Indiana’s means of carrying out the death penalty through lethal injection “is void and without effect,” the Indiana Court of Appeals ruled Thursday, reversing a death row inmate’s challenge to the Indiana Department of Correction’s execution protocol.
Judge John Baker wrote for the court the Department of Correction was bound to enact new lethal-injection protocols under the state’s Administrative Rules and Procedure Act (ARPA), subject to public comment, which it did not do. Failing to do so voids a protocol DOC adopted in May 2014, the court ruled, tossing out the state’s means of execution via a fatal three-drug cocktail that has never been used in any state or federal execution.
“Finding the General Assembly has not exempted the DOC from ARPA and that the statutory definition of ‘rule’ clearly includes the DOC’s execution protocols, we reverse,” Baker wrote for the Court in Roy Lee Ward v. Robert E. Carter, Jr., Commissioner of the Indiana Department of Correction, and Ron Neal, Superintendent of the Indiana State Prison, in their official capacities, 46A03-1607-PL-1685.
The ruling remands the case brought by Ward to LaPorte Circuit Court, where Judge Thomas J. Alevizos previously dismissed the suit.
Ward was sentenced to death in 2007 for the 2001 rape and murder of 15-year-old Stacy Payne in Spencer County. He is one of 12 people on Indiana’s death row at the Indiana State Prison in Michigan City.
The panel rejected the state’s argument that the lethal injection statute says the DOC “may” adopt rules under the administrative code to administer capital punishment. “We disagree,” Baker wrote, noting the lethal injection statute must be read in conjunction with ARPA, which specifically excludes two state agencies, neither of which is the DOC.
“If the legislature intended to exempt the DOC from the purview of ARPA altogether, or even to attempt to exempt the DOC’s execution protocols, it could have easily done so, but it has not,” Baker wrote for the panel that also included appellate judges Michael Barnes and Terry Crone.
Fort Wayne attorney David Frank of Christopher C. Myers & Associates represented Ward. “We’re very pleased with the ruling. I think the message, the takeaway, is that even though jails and prisons are entitled to some deference, they’re not entitled to carry out serious matters of the public’s business in secret, and that’s exactly what the state was trying to do,” Frank said.

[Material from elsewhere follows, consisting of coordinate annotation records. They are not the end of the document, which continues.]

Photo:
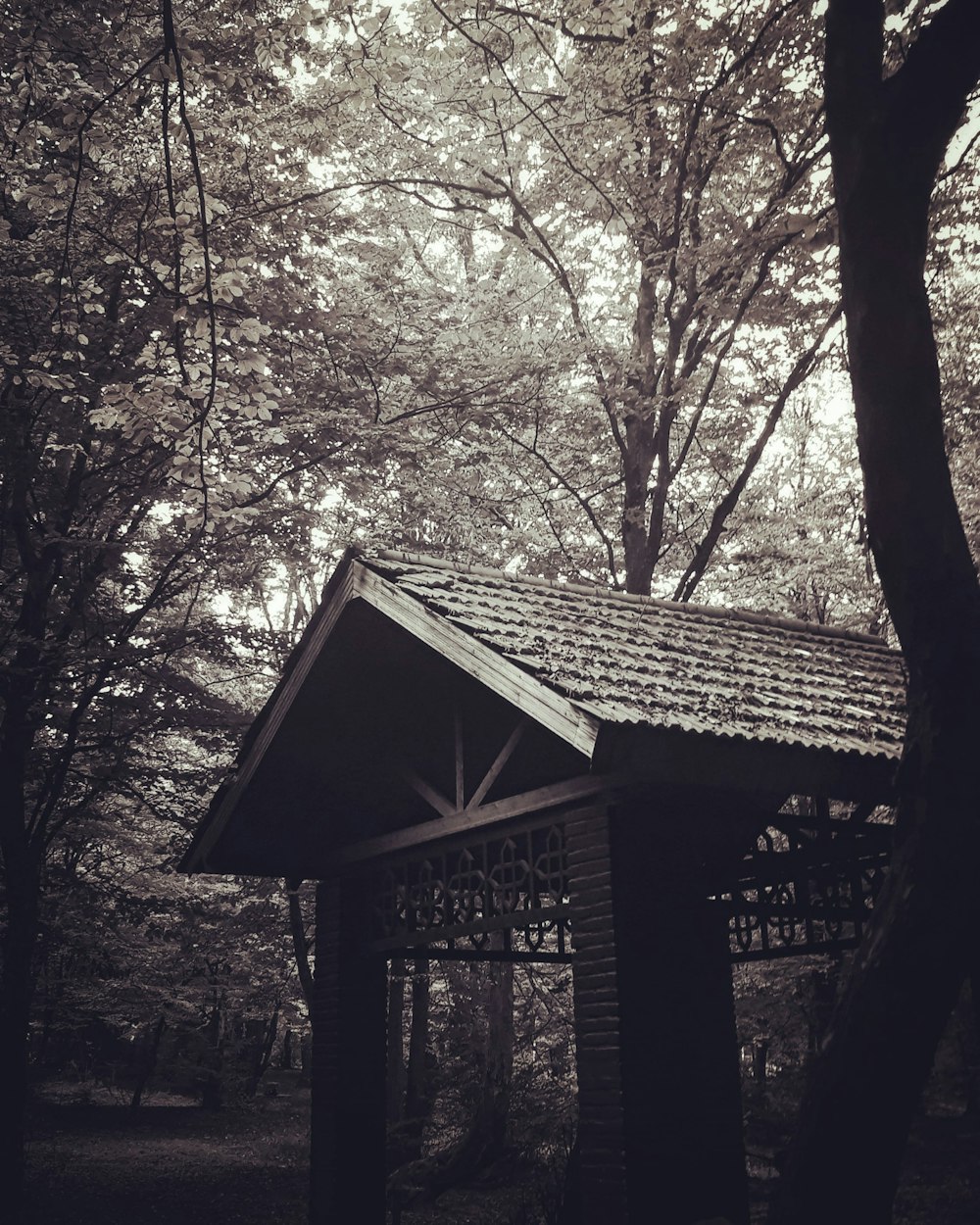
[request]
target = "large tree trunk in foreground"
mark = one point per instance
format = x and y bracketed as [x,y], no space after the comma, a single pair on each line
[887,140]
[23,888]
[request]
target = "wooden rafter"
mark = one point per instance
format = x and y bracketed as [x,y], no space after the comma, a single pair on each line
[432,798]
[500,760]
[460,770]
[538,800]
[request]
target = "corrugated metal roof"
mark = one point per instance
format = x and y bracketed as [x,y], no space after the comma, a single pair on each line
[630,660]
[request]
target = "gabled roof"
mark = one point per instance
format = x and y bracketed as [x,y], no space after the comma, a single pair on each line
[628,660]
[651,676]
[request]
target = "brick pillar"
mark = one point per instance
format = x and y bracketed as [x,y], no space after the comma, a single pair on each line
[661,1130]
[347,1012]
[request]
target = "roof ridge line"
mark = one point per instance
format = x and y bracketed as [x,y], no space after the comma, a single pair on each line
[711,611]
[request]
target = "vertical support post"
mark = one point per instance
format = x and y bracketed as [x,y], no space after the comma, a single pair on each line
[661,1127]
[602,1146]
[348,1063]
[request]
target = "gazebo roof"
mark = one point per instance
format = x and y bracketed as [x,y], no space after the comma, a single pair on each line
[631,660]
[686,695]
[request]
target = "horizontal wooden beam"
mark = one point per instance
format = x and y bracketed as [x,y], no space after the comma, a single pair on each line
[478,955]
[514,920]
[539,800]
[432,798]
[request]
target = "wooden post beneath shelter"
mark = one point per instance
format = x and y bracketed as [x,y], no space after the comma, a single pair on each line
[348,1063]
[661,1127]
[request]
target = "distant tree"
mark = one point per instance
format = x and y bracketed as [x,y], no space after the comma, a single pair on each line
[897,89]
[172,363]
[615,221]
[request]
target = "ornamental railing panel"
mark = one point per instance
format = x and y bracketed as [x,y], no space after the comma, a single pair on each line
[802,891]
[503,897]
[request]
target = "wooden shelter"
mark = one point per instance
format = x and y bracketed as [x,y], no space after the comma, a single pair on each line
[478,764]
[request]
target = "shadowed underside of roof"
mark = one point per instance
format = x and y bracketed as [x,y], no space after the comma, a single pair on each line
[627,660]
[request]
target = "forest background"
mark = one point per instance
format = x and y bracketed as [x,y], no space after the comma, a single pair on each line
[550,288]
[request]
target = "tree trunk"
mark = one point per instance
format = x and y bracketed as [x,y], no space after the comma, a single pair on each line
[148,1061]
[395,1083]
[887,138]
[417,1093]
[16,988]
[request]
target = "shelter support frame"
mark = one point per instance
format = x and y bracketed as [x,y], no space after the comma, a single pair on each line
[622,892]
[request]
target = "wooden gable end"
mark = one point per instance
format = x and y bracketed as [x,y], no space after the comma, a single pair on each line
[387,718]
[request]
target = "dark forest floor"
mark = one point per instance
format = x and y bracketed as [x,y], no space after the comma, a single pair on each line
[172,1164]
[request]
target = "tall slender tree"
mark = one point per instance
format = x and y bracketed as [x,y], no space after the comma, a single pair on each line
[897,91]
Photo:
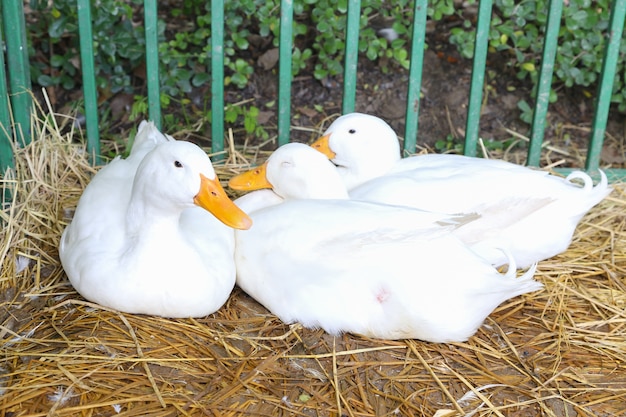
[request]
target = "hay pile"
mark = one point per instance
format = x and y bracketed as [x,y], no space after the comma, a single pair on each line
[557,352]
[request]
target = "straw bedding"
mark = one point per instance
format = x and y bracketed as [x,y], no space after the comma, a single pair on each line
[556,352]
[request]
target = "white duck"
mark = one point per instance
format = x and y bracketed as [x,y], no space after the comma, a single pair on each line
[349,266]
[140,242]
[531,212]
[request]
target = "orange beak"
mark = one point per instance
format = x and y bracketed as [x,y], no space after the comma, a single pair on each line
[255,179]
[322,145]
[213,198]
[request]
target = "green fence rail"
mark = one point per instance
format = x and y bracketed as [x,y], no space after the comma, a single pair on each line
[15,95]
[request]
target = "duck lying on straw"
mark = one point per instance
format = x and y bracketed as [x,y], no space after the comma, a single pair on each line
[316,257]
[532,212]
[153,233]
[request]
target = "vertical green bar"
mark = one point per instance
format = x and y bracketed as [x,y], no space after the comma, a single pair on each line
[544,84]
[217,78]
[89,80]
[352,54]
[6,150]
[415,75]
[284,70]
[152,61]
[603,100]
[19,68]
[481,44]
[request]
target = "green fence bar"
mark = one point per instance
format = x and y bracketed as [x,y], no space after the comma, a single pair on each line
[217,79]
[19,68]
[415,75]
[152,61]
[6,149]
[89,80]
[544,83]
[353,23]
[605,90]
[284,70]
[481,44]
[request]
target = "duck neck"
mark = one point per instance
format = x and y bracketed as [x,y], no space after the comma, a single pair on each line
[146,222]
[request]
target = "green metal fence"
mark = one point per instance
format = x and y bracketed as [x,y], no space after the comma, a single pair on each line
[17,128]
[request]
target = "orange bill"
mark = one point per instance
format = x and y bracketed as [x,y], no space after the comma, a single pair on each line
[255,179]
[213,198]
[322,145]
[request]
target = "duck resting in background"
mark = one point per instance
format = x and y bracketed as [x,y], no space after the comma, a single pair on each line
[531,212]
[146,238]
[315,257]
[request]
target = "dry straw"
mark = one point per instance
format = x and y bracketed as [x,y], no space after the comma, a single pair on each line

“We are disappointed with the Court of Appeals’ decision," said Corey Elliot, spokesman for Attorney General Curtis Hill. "At this point, we are closely reviewing the case, consulting with our client agency and considering all possible options, one of which is to ask the Indiana Supreme Court to review the case.”

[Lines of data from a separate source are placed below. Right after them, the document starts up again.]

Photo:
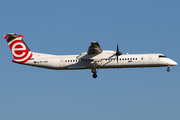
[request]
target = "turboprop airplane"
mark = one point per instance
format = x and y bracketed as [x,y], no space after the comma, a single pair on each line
[95,58]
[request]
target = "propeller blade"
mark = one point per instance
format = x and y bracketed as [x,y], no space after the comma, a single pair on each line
[118,53]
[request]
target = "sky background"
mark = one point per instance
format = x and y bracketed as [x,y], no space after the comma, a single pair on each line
[68,27]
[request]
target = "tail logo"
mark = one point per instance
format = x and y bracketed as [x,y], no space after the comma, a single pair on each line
[20,51]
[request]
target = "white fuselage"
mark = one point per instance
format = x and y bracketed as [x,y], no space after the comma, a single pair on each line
[106,59]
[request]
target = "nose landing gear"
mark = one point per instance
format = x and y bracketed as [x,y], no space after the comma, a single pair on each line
[168,69]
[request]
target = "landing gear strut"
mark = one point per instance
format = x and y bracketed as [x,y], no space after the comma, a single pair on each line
[168,69]
[93,70]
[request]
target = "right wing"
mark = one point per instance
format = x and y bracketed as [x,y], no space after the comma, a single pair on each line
[94,48]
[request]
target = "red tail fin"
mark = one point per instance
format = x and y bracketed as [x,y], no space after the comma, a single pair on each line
[19,49]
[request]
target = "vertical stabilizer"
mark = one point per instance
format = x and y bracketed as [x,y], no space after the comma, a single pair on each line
[19,49]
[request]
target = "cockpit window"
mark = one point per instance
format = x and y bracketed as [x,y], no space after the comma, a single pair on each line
[162,56]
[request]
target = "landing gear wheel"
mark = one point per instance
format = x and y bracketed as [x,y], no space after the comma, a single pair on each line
[93,70]
[94,75]
[168,69]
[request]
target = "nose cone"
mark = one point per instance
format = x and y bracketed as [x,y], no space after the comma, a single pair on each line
[173,63]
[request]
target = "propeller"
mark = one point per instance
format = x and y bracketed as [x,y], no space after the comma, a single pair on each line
[118,53]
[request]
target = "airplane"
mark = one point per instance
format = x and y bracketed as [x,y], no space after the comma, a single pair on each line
[95,58]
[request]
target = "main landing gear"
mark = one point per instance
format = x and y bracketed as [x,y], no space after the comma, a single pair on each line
[94,72]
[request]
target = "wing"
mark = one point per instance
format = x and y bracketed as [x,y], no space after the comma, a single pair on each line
[94,48]
[92,53]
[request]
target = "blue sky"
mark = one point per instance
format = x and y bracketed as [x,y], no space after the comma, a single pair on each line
[68,27]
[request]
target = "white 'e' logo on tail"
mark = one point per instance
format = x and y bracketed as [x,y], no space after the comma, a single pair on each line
[18,49]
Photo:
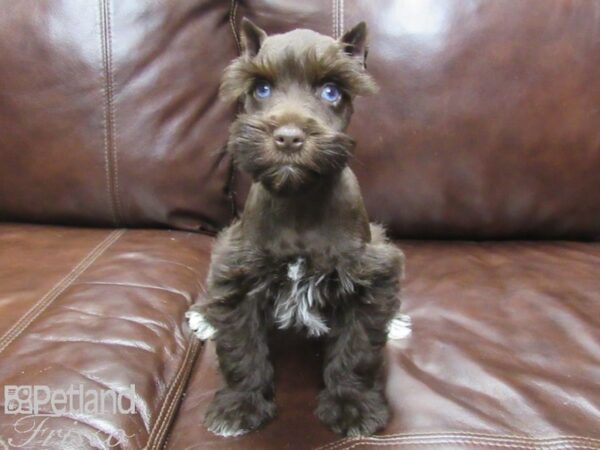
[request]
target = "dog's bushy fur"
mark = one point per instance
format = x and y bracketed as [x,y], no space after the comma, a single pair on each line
[303,255]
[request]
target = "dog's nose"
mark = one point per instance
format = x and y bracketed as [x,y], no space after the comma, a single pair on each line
[289,138]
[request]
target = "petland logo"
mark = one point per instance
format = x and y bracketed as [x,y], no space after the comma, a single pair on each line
[37,405]
[40,400]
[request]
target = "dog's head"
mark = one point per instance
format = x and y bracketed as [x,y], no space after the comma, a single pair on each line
[296,91]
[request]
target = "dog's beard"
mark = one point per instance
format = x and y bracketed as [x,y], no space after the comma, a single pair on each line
[324,153]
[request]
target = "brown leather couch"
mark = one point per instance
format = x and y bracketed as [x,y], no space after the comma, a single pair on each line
[481,154]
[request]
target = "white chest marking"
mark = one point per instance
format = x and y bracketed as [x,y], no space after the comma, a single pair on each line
[298,305]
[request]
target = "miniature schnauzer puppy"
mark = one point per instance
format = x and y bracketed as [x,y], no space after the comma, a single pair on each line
[303,255]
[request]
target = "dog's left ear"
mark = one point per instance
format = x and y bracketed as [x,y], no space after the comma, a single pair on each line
[354,43]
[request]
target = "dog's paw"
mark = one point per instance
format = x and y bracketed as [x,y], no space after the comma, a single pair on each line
[359,414]
[234,413]
[199,325]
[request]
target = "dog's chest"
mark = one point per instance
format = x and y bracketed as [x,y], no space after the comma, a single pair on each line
[299,301]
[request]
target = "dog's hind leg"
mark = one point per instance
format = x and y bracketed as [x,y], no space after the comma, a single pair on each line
[353,401]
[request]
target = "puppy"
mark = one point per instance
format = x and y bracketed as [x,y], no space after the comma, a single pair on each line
[303,255]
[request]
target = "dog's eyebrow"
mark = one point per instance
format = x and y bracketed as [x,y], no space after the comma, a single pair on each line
[330,65]
[334,65]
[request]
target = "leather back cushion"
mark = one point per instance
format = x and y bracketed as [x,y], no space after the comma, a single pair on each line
[487,124]
[109,115]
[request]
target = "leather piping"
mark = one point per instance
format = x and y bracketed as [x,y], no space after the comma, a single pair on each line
[17,329]
[110,129]
[158,433]
[466,440]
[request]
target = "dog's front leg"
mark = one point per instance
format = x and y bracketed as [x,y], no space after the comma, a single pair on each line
[246,401]
[353,401]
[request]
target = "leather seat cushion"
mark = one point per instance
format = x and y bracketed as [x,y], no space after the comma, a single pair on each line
[102,309]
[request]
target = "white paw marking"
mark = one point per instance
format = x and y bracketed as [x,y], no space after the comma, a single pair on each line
[224,430]
[400,327]
[200,326]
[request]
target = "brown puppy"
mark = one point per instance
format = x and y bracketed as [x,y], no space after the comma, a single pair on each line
[303,254]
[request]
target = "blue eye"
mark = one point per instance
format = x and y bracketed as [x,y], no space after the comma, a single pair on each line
[330,92]
[262,89]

The Attorney General’s Chief Counsel of Appeals Steve Creason during oral arguments last month suggested to the COA that the legislature had not required the Department of Correction to enact a rule for drugs used in lethal injection, and that’s why it wrote the agency “may” adopt such rules.
Rulemaking under ARPA, he argued, was “completely unworkable as a potential solution.” Barnes challenged Creason on that contention, as well as his assertions that death penalty cases by their nature receive extensive individual scrutiny in state and federal courts before executions are carried out, and that requiring the ARPA rulemaking processes would not further the purposes of administrative procedures.
“Is it not something to consider,” Barnes said, “that if the state puts into effect the machinery of death for a person that the way in which that penalty is delivered and carried out ought to be subject to some sort of review by whatever body other than the people who are, in fact, doing it?”
“That might be valuable,” Creason replied, “except that scrutiny, that review (by courts), that is going to happen regardless of whether you do the rulemaking.” Creason argued, “… ARPA can be used as a tool to frustrate and delay the execution of death sentence.”
Frank said Thursday the state sought to characterize Ward’s suit as an attempt to bar the death penalty, which he said wasn’t the case. No executions are currently scheduled, so the immediate impact of the ruling remains uncertain.
The DOC “was trying to issue a new lethal injection protocol by themselves that has never been used,” Frank said. “Before we execute a human being in manner that’s never been done before in the history of country, maybe we should have some public discussion on it.”
The DOC protocol includes a never-before-tried drug called methohexital (known by the brand name Brevital), along with pancuronium bromide and potassium chloride.
“The Court of Appeals wasn’t questioning the state’s ability to carry out executions lawfully, all they were saying in agreeing with Mr. Ward is that an individual who is condemned to death has right to be subjected to execution in a lawful way, and in a way that the public has knowledge of,” Frank said. “So if the state intends to lawfully execute individuals, it should have no problem whatsoever with the Indiana Court of Appeals opinion.”